Какое-то время молчу, раздумывая, стоит ли навязывать ему подробности нашей с Гарольдом любви, но ловлю себя на том, что спастись сейчас можно лишь так: слова теснятся в груди, сдавливают сердце и молят выпустить их наружу. Настороженно смотрю на Джошуа, пытаясь угадать, действительно ли он готов слушать, не станет ли снова иронизировать и возражать. Будто читая мои мысли, он приподнимает руки – показывает, что спорить не намерен. В его взгляде серьезность и непритворная готовность разделить мою беду. Во всяком случае, мне так кажется. Тем летом в Камбрилисе я и предположить не могла, что он может быть настолько участливым.
– Видишь ли, отношения у нас такие, что, задумываясь о будущем – даже о сущих пустяках, скажем о завтрашней поездке в магазин или о планах на выходные, не говоря уж о более глобальных вещах, – я теперь просто не умею мыслить о нас как о двух отдельных людях. В продуктовом отделе непременно выбираю то, что любим мы оба, или же что-то конкретно для него – Гарольд большой охотник вкусно поесть. Одежду он давно перестал покупать себе сам. Я знаю, какие рубашки ему по вкусу, какие брюки, даже какие носки…

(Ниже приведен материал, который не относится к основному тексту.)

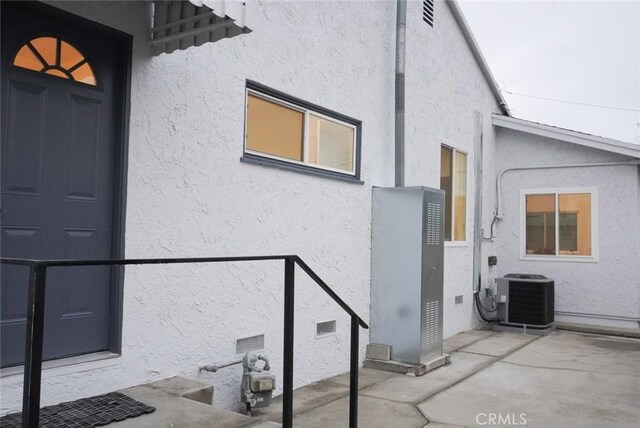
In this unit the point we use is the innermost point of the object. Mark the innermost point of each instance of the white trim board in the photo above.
(579, 138)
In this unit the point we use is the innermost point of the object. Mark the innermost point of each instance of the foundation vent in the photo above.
(246, 344)
(427, 11)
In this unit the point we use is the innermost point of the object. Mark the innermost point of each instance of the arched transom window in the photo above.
(54, 56)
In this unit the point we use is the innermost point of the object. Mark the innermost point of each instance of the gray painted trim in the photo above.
(475, 49)
(119, 226)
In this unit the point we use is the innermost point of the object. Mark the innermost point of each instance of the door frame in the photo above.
(122, 100)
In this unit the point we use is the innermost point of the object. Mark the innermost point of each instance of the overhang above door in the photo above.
(181, 24)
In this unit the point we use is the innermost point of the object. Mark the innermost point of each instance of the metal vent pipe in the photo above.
(401, 38)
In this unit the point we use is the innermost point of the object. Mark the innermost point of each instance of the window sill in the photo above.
(457, 244)
(259, 160)
(570, 259)
(64, 366)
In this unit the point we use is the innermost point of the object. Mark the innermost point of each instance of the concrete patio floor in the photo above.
(563, 380)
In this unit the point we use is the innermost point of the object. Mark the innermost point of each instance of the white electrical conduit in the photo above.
(498, 213)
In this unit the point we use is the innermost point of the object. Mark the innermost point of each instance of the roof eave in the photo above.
(562, 134)
(475, 49)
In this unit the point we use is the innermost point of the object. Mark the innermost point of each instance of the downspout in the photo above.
(498, 212)
(401, 38)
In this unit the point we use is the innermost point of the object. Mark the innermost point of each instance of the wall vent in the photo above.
(325, 328)
(247, 344)
(427, 11)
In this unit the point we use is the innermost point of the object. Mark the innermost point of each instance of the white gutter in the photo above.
(475, 49)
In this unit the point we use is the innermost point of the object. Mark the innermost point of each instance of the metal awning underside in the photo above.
(182, 24)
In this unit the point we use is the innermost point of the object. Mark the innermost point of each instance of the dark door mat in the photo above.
(87, 412)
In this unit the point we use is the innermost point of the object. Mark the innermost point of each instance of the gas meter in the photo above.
(257, 384)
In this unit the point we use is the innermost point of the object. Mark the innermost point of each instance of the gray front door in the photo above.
(62, 104)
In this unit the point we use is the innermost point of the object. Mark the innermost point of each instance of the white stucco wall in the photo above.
(444, 87)
(607, 288)
(188, 193)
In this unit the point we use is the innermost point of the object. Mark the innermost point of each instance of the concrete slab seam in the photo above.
(493, 333)
(482, 367)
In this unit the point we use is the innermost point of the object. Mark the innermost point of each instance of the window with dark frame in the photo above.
(285, 130)
(453, 180)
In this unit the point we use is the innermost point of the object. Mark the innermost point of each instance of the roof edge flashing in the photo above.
(475, 50)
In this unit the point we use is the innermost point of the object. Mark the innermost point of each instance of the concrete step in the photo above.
(184, 403)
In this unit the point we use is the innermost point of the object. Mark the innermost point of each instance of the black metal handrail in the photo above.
(35, 326)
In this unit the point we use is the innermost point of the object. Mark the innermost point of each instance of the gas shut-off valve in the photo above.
(257, 384)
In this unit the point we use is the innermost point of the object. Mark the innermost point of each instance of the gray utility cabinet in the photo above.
(407, 258)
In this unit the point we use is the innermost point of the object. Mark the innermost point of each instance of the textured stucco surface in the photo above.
(444, 87)
(607, 287)
(189, 195)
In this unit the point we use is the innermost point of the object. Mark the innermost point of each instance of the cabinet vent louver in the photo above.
(427, 11)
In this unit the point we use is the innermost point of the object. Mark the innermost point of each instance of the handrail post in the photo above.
(33, 346)
(353, 373)
(287, 383)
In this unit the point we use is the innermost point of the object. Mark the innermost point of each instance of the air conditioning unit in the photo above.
(525, 301)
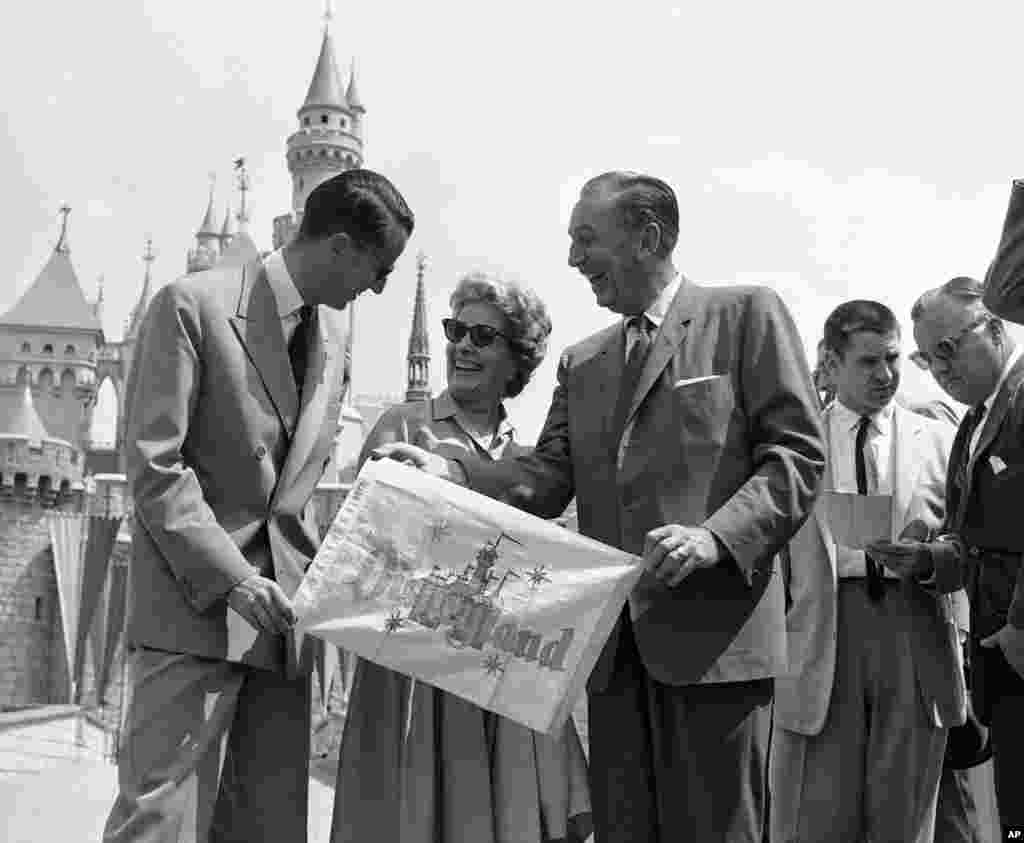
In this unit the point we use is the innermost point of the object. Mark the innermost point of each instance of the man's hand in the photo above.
(261, 602)
(904, 558)
(673, 552)
(1011, 641)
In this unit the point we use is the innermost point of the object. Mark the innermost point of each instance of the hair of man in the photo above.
(856, 315)
(640, 200)
(359, 203)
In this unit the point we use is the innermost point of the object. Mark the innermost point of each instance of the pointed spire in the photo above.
(97, 305)
(418, 387)
(209, 227)
(352, 95)
(138, 311)
(325, 88)
(62, 246)
(22, 419)
(243, 215)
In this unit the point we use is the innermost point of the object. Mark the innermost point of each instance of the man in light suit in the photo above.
(232, 409)
(875, 671)
(688, 431)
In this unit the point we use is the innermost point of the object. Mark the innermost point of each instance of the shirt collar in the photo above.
(848, 420)
(444, 407)
(1011, 362)
(286, 294)
(659, 307)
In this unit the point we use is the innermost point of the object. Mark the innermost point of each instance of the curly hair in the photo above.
(529, 325)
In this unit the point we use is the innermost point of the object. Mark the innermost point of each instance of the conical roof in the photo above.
(325, 88)
(352, 95)
(208, 226)
(241, 251)
(227, 229)
(419, 339)
(20, 419)
(55, 299)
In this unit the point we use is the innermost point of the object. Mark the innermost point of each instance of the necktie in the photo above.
(639, 328)
(971, 423)
(876, 586)
(298, 345)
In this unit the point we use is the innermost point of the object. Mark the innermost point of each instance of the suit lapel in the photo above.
(258, 326)
(322, 370)
(906, 466)
(827, 482)
(669, 338)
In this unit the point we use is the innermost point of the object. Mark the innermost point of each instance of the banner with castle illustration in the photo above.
(465, 593)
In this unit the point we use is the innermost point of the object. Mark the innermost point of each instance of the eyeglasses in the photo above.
(947, 347)
(480, 335)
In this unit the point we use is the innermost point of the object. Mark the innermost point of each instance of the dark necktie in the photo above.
(640, 328)
(971, 423)
(876, 586)
(298, 345)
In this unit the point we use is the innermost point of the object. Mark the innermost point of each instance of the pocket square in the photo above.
(691, 381)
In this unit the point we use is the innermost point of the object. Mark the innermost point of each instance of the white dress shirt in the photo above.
(286, 294)
(656, 312)
(843, 423)
(1011, 362)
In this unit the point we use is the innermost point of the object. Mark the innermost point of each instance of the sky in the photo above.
(832, 153)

Джошуа не нарушает данного обещания: не перебивает меня и больше не задает таких вопросов, от которых делается до того худо, что хочется взвыть. Я незаметно для самой себя увлекаюсь рассказом настолько, что пускаюсь описывать такие мелочи из нашей с Гарольдом жизни, знать про которые было бы неинтересно даже, например, Кэт. Но Джошуа внимательно слушает. В какую-то минуту я ловлю себя на том, что уже не помню о присутствии в этом зале своего Гарольда, что не обращаю внимания на громогласную и непонятную болтовню его блондинки и что на душе стало куда легче, будто ее омыли проточной водой. Почему-то смущаюсь и умолкаю.
Джошуа задумчиво кивает.
– Говоришь, вы во многом схожи?
– Да! – с готовностью продолжаю я. – И это поразительно! Мы оба обожаем ездить в Лондон, ходить именно в «Электрик синема», смотреть спектакли марионеток в Кенсингтон-гарденс… Впрочем, Гарольд делает это больше ради меня… Все равно! А по Розовому саду в Риджентс-парк мы оба бродим с превеликим удовольствием! К тому уже у нас похожие биографии. Родились в одном году…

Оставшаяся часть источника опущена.